Well, I mean, we think what's happening with speculators is a very positive development and would be great for patients regardless of what it means for everyone working in the field and we really welcome that because our approach is different. It's really about microbial activation independent of what -- whether or not an anti [indiscernible] amyloid approach is likely to work. We actually think -- there's nothing but upside from the point of view of a faster market, faster to market strategy. But from a point of view of what that means with respect to a therapeutic that is a microbial activator versus one that is more downstream. We think there's going to be plenty of opportunity for both therapeutics. And I think many people think a combination strategy is a viable strategy ultimately anyway. So there's no doubt that we'll all benefit from any potential upside that comes from more engagement with regulators, but I don't know that we think that there is any downside really at this point.

Okay. And then I guess just with this last moment or 2 we have left, again, I think it would be helpful to just kind of help orient people as we think about data readout and catalysts. It sounds like you're orienting people to the second half of next year, but maybe just to summarize maybe just your view?

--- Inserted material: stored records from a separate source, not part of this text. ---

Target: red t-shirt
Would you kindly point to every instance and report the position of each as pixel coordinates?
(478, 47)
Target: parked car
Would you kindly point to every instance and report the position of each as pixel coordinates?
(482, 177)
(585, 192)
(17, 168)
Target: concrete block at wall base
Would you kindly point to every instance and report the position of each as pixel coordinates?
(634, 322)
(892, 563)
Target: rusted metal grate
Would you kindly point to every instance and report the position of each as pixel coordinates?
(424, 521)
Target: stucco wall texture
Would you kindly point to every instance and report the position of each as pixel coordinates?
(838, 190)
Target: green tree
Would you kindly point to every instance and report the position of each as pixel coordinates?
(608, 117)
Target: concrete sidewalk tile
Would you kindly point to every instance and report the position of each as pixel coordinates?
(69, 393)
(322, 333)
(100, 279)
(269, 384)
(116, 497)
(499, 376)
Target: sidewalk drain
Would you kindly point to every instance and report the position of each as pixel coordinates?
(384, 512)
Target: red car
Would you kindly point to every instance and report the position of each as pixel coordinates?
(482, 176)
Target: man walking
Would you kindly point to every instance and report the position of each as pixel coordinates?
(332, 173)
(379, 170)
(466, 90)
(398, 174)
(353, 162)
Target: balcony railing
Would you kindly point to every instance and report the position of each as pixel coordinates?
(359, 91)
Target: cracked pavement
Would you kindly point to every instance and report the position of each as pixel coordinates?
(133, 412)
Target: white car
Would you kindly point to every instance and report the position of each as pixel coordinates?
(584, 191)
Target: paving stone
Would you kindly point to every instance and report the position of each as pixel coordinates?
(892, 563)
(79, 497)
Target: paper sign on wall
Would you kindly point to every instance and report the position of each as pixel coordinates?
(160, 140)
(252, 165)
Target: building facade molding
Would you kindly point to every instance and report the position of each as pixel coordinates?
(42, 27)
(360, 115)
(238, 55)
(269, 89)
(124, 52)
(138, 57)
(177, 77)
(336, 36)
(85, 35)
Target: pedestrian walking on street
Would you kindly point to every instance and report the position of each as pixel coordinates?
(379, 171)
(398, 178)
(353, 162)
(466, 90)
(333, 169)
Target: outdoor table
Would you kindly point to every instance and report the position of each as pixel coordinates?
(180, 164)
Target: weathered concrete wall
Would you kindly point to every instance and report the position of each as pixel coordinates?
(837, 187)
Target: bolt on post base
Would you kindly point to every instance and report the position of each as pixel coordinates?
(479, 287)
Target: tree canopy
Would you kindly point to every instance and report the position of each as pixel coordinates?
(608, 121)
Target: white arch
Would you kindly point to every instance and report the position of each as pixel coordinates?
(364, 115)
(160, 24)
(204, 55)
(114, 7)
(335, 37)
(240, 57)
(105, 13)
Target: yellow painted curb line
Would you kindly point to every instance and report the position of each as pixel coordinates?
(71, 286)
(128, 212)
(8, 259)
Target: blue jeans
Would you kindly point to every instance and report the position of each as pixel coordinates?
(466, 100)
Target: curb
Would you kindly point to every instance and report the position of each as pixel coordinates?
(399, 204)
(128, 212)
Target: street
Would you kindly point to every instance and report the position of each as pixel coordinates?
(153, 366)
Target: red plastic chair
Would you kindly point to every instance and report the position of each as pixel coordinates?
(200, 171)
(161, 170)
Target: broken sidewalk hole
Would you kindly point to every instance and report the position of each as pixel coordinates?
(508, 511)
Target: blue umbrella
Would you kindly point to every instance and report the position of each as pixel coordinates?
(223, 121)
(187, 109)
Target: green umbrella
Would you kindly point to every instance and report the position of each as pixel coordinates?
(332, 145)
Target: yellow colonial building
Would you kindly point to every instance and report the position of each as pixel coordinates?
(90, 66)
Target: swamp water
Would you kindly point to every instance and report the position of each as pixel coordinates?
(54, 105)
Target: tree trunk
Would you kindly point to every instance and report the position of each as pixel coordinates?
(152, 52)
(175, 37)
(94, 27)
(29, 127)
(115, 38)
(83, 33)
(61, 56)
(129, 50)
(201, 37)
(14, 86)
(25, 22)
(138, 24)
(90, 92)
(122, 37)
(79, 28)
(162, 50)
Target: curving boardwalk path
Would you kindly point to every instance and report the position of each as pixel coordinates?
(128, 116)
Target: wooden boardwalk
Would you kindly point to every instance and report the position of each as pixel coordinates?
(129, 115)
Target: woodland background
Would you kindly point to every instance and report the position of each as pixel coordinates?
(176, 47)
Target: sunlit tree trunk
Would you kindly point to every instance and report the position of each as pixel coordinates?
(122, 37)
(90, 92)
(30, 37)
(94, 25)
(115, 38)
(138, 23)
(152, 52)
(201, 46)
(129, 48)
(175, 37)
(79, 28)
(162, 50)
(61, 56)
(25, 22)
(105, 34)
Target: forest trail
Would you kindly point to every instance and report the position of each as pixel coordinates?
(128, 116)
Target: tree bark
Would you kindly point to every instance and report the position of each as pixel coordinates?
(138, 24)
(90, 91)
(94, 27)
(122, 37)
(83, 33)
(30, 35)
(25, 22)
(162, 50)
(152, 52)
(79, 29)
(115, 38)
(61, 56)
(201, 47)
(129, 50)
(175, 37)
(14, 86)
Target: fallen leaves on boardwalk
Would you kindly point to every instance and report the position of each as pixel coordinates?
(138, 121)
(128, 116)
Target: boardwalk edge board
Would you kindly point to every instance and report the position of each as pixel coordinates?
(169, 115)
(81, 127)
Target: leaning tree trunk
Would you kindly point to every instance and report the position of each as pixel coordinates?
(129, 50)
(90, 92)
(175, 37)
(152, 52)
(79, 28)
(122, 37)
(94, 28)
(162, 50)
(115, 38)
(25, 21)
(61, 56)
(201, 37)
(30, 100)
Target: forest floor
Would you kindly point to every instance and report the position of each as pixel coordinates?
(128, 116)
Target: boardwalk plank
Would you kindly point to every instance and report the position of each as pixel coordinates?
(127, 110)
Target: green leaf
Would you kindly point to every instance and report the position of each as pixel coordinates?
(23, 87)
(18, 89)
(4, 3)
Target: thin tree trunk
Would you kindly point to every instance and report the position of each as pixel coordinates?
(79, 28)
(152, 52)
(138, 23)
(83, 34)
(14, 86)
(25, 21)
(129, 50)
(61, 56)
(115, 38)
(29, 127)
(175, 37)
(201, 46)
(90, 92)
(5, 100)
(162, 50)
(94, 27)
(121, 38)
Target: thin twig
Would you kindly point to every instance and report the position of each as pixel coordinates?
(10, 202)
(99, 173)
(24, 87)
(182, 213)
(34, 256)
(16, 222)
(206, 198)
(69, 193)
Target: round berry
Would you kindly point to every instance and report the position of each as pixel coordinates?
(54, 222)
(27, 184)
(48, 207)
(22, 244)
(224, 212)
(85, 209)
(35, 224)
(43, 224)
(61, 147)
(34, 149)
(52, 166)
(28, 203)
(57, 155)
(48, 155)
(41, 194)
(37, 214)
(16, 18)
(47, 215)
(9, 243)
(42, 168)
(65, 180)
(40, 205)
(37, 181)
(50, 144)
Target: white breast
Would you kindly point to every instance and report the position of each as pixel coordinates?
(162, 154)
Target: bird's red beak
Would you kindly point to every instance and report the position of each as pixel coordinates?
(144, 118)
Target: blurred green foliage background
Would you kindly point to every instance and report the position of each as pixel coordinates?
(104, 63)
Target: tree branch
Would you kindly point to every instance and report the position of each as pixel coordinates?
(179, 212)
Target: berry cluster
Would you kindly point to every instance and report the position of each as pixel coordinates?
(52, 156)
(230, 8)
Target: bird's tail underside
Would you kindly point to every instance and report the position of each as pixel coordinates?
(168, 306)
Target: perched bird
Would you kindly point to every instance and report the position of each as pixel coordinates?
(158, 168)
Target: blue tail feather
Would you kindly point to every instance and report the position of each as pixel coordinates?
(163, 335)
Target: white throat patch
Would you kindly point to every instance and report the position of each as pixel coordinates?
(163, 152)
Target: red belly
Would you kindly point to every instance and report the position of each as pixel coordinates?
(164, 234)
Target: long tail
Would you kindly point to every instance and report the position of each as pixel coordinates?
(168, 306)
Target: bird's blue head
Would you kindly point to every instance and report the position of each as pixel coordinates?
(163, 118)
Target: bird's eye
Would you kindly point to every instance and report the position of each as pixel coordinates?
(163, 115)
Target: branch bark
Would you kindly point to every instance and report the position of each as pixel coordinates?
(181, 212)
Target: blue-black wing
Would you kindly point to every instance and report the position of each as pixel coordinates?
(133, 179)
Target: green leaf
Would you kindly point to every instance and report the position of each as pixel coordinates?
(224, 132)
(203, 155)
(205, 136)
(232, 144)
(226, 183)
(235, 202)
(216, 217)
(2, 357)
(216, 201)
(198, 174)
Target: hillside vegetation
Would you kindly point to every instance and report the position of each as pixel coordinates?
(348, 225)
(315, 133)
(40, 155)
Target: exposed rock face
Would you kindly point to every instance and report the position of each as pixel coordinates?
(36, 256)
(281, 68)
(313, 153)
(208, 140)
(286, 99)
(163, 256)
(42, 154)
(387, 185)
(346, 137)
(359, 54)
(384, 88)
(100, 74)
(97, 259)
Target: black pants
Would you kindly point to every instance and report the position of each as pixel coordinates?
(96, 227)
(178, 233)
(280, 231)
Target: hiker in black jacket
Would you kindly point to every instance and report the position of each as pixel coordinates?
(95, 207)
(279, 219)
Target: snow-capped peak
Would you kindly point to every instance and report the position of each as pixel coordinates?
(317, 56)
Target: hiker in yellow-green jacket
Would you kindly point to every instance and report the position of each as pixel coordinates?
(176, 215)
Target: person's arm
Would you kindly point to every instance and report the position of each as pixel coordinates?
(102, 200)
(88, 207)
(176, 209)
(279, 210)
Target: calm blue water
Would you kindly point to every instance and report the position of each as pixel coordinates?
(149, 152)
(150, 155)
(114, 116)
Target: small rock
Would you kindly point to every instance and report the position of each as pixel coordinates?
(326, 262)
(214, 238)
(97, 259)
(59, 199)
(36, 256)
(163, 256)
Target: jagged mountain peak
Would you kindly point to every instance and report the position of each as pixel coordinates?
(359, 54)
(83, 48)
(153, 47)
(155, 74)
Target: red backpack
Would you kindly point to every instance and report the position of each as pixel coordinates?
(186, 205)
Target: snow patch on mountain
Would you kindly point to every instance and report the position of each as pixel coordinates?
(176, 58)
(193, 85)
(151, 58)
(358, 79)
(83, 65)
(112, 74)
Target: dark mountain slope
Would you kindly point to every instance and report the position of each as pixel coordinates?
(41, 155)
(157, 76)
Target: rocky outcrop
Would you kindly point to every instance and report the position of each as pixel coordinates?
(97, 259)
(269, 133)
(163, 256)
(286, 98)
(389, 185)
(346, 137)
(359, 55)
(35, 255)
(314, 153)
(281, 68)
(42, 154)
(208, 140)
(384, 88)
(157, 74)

Yes. Of course, would be happy to. Certainly. So I mean there's AAIC and CTC, which are 2 of the major conferences in the field in the second half of this year. And the AL-001 data, we have submitted abstracts for the 6- and 12-month time points, as I said. And this way of confirmation of acceptance, we will let everyone know. But certainly, we are planning for those 2 contractors. And then on AL-101, as I said, the subcu formulation, we will have PK/PD data that will also show to investors. That may be a press release, not a specific conference event, but we'll look for the right venue. And then finally, the AL-003 target engagement data from 12 patients in the Alzheimer's disease -- with Alzheimer's disease; that data will also be released in the second half of ideally at one of those conferences, but if not, then through a KOL event or a press release. So those are the, I think, 4 data sets to look forward to, it should be a very exciting second half.

We absolutely agree and looking forward to all the progress. Shehnaaz, thank you very much for your time today. I really appreciate you coming on and meeting with us.

Certainly. Thank you. It's a pleasure.